Ce combat pour la vérité, sans jamais céder à la paranoïa de l’empire qui menace l’île de la liberté est devenu la caractéristique de Cuba. La preuve du pudding c’est qu’on le mange disait Engels, la preuve du socialisme c’est la victoire sur le nazisme, la santé, l’éducation et la Chine devenue première puissance du monde sans exploiter aucun autre pays par la force du travail de son peuple. C’est à l’inverse de la désertion de la jeunesse ukrainienne, la mobilisation de tout un peuple en défense de l’humanité. Ces faits sont si évidents que le système impérialiste doit mener une propagande de tous les instants pour les cacher et quand il arrive à prendre pied chez les communistes eux-mêmes c’est sa plus grande victoire, l’apologie de la mort, la préparation à la guerre. (note et traduction de dDanielle Bleitrach pour histoireetsociete)
Si le système socialiste est un échec qui restreint toutes les libertés et viole les droits de l’homme, pourquoi les États-Unis le craignent-ils autant et empêchent-ils leurs citoyens de manifester la moindre sympathie à son égard ?
Cette peur, qui s’est intensifiée dans les années 50 du XXe siècle avec l’émergence du maccarthysme, remonte à la victoire de l’URSS et de son armée rouge sur les Allemands pendant la Seconde Guerre mondiale, lorsque son peuple a stoïquement supporté le siège de Leningrad et empêché les troupes d’Hitler d’entrer dans Moscou, contrairement à d’autres pays européens.

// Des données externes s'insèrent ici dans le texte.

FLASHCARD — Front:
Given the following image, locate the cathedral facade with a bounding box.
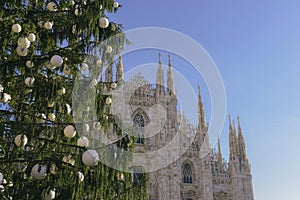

Aujourd’hui, la panique persiste face à un système qui reste solide et obtient des résultats tangibles, parmi lesquels la domination du cosmos avant les États-Unis, le développement de l’industrie, en particulier militaire, et d’autres domaines du savoir, qui affichent des progrès remarquables que les Yankees ne supportent pas, d’où la guerre idéologique et économique avec des sanctions permanentes visant à entraver son développement.
La Chine, le Vietnam et la Russie sont des exemples de la puissance du système socialiste, car l’unité autour du parti leur permet d’avancer comme le système capitaliste n’a pas pu le faire.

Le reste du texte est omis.